Andy Pettitte didn’t change his story. Not one bit.

Pettitte was deposed by the government in 2008.  You can read his entire testimony here.  The relevant parts of it come on pages 25-28.  There Pettitte recounts the two conversations he had about PEDs with Roger Clemens: one in 1999, one in 2005. As he did in court today, he said then that he initially believed Clemens told him in 1999 that he used PEDs. Then in 2005, Clemens said something else: that it was his wife, not Clemens himself, who used.

Obviously, it’s possible that Clemens was lying in 2005. The heat was on PED users by then. He may have wanted to make people think that he never used PEDs at all.  That may have been why Clemens said what he said about his wife, and it would not be at all unreasonable for Pettitte to assume in 2005 that Clemens was lying.

But Pettitte didn’t assume that. At least not publicly

Perhaps the most notable thing Pettite said in front of Congress back then was, “I’m saying that I was under the impression that he told me that he had taken it. And then when Roger told me that he didn’t take it, and I misunderstood him, I took it for that, that I misunderstood him.”

Calcaterra continued:

In light of that previous testimony — that Pettitte, in his own mind, concluded that he misunderstood Roger Clemens in 1999 — there had to be zero expectation that he would say with any degree of certainty this morning that Clemens told him he used PEDs in 1999.  For him to do so would require him to contradict his previously-sworn testimony.

And he did not contradict his previous testimony.
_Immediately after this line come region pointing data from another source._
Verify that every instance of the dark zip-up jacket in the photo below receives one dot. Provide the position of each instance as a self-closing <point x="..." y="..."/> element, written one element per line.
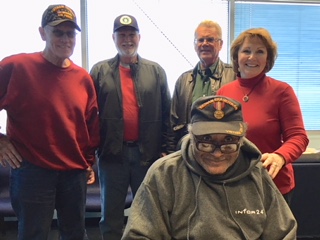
<point x="182" y="99"/>
<point x="153" y="98"/>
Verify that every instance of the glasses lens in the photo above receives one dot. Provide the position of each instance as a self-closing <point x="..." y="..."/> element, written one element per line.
<point x="229" y="148"/>
<point x="59" y="33"/>
<point x="210" y="147"/>
<point x="208" y="40"/>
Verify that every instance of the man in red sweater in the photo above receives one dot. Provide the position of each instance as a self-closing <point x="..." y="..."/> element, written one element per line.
<point x="52" y="131"/>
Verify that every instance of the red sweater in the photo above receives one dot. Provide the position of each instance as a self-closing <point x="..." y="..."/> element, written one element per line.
<point x="52" y="113"/>
<point x="274" y="121"/>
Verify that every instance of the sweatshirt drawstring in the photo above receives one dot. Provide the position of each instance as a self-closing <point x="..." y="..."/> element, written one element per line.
<point x="195" y="208"/>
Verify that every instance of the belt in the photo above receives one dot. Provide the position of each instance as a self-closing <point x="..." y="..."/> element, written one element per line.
<point x="130" y="143"/>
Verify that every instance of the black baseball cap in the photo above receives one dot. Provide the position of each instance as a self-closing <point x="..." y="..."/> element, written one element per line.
<point x="56" y="14"/>
<point x="217" y="114"/>
<point x="125" y="20"/>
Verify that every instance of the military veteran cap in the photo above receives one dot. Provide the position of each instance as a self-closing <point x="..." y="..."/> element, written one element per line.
<point x="125" y="20"/>
<point x="56" y="14"/>
<point x="217" y="114"/>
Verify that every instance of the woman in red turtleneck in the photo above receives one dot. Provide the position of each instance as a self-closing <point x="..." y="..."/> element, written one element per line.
<point x="270" y="107"/>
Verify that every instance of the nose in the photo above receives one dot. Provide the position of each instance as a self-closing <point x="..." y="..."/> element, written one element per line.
<point x="251" y="56"/>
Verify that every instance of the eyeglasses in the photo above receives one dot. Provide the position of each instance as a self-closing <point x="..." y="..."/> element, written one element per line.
<point x="58" y="33"/>
<point x="210" y="147"/>
<point x="208" y="40"/>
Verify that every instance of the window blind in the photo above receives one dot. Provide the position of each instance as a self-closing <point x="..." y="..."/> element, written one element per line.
<point x="296" y="29"/>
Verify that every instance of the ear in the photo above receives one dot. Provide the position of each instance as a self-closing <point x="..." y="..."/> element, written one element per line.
<point x="42" y="33"/>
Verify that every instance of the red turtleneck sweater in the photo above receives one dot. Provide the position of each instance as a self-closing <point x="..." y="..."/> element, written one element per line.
<point x="274" y="120"/>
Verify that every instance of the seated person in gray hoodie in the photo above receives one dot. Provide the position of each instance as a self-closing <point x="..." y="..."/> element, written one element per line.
<point x="215" y="187"/>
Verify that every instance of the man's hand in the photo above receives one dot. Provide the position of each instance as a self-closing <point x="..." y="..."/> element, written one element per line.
<point x="90" y="176"/>
<point x="8" y="153"/>
<point x="274" y="161"/>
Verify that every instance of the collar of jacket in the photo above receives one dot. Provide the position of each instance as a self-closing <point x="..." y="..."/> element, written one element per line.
<point x="217" y="75"/>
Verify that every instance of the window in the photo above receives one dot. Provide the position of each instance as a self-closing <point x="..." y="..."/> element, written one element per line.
<point x="296" y="29"/>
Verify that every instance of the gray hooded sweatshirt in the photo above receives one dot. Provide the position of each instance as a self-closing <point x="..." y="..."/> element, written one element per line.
<point x="178" y="199"/>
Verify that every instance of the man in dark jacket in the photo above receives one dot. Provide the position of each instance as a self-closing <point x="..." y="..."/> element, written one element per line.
<point x="204" y="80"/>
<point x="214" y="188"/>
<point x="134" y="103"/>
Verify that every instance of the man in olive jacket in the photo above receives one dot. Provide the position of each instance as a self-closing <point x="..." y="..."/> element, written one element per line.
<point x="204" y="80"/>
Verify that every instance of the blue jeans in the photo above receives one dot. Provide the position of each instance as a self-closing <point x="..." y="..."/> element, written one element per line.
<point x="36" y="192"/>
<point x="115" y="178"/>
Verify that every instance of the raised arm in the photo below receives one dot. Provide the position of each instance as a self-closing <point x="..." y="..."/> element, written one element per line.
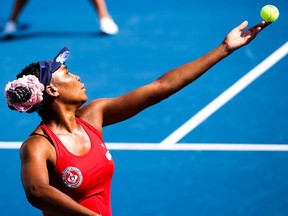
<point x="35" y="155"/>
<point x="118" y="109"/>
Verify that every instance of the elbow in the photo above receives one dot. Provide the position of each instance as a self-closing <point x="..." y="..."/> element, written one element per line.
<point x="34" y="194"/>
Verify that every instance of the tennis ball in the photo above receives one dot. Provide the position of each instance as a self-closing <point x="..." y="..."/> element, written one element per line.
<point x="269" y="13"/>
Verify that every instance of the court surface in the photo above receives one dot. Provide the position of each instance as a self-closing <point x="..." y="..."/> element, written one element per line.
<point x="218" y="147"/>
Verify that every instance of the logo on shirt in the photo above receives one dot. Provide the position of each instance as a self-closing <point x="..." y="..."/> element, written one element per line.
<point x="108" y="155"/>
<point x="72" y="177"/>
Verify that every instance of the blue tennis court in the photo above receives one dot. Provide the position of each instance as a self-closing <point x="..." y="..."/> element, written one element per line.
<point x="218" y="147"/>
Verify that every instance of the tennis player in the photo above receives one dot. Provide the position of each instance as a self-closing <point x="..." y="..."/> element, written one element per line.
<point x="66" y="168"/>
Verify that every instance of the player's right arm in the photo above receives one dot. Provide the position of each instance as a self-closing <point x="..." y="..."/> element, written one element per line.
<point x="35" y="153"/>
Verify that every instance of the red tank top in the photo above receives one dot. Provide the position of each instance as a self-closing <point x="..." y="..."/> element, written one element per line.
<point x="86" y="178"/>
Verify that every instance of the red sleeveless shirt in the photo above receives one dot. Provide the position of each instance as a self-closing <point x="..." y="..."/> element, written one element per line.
<point x="86" y="178"/>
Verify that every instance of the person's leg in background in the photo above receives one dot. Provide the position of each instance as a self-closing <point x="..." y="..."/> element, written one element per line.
<point x="10" y="28"/>
<point x="106" y="22"/>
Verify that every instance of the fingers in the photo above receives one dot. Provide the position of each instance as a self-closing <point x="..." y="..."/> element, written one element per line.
<point x="243" y="25"/>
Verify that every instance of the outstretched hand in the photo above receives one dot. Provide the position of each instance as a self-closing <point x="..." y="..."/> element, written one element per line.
<point x="239" y="37"/>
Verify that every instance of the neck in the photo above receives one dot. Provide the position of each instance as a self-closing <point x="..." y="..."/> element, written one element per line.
<point x="60" y="119"/>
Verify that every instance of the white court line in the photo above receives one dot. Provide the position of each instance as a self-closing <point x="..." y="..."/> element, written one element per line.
<point x="227" y="95"/>
<point x="179" y="147"/>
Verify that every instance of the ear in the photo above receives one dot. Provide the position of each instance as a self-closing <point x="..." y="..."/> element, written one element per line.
<point x="52" y="90"/>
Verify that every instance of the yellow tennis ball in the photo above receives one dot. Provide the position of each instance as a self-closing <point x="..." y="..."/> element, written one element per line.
<point x="269" y="13"/>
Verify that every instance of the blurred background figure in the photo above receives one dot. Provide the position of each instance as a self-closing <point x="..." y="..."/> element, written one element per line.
<point x="106" y="22"/>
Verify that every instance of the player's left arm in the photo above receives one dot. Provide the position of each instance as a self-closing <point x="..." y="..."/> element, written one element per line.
<point x="110" y="111"/>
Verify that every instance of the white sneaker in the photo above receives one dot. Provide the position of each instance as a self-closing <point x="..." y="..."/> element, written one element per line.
<point x="108" y="26"/>
<point x="10" y="29"/>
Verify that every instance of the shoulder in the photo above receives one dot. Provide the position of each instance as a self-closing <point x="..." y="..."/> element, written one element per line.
<point x="93" y="112"/>
<point x="37" y="146"/>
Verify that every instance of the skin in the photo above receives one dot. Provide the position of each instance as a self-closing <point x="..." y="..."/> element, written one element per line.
<point x="67" y="95"/>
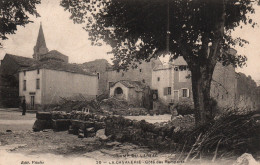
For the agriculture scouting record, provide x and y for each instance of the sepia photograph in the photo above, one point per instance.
(129, 82)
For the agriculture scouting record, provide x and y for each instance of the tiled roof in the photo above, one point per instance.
(139, 86)
(23, 61)
(60, 66)
(54, 54)
(179, 61)
(163, 67)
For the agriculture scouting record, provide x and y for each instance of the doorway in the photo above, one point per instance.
(32, 102)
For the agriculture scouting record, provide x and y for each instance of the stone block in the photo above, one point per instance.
(40, 125)
(61, 124)
(43, 115)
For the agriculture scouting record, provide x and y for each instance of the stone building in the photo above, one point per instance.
(11, 64)
(142, 73)
(131, 91)
(99, 67)
(9, 78)
(46, 83)
(42, 53)
(173, 84)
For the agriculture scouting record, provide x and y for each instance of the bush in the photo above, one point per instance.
(230, 134)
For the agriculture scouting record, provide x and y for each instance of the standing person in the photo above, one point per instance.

It was totally consistent.

In other words, not only is it incorrect to say that Pettitte changed his story, but to do so is to accuse him of committing the same crime Clemens has been charged with, either then or now.

That being the case, the prosecution should have seen this coming, Calcaterra wrote. Instead, even the presiding Judge Walton called them out for failing to undo the damage when they got a second crack at Pettitte after Attanasio’s cross-examination, as the New York Times‘ Juliet Macur reported:

“His testimony now before the jury is, ‘I don’t know,’ ” Walton said to Durham. “I thought that what we would hear is, ‘Mr. Pettitte, currently, what is your memory of what Mr. Clemens told you back in 1999?’ ”

“I was waiting for you to ask, and you didn’t ask that,” he told Durham.

ESPN’s Munson, a lawyer, explained that the big question now is whether Walton might rule that Pettitte’s “50-50” statement falls short of the “preponderance” of evidence standard that is often expressed as 51 percent: 

Durham and his team will argue that the quality of the evidence is the important criterion and that quantitative analysis has no role in deciding what evidence a jury should consider. They may also argue that the “50-50” phrase is an idiomatic expression of colloquial American English and has no connection to the 51 percent standard of the rules of evidence.

It will be a difficult argument, but it is an argument the prosecution must win to preserve its chances of obtaining a conviction of Clemens.

Pettitte and former Yankees trainer Brian McNamee were expected to be the only witnesses to testify that Clemens used performance-enhancing drugs, with Pettitte, as a friend of Clemens’, a born-again Christian and someone who has owned up to his own transgressions, was considered the more credible witness of the two men.

The drama will continue today with testimony from FDA investigator and former IRS agent Jeff Novitzky, who was also involved in the Barry Bonds/BALCO prosecution and the since-ended investigation of Lance Armstrong. Novitzky began testifying Wednesday.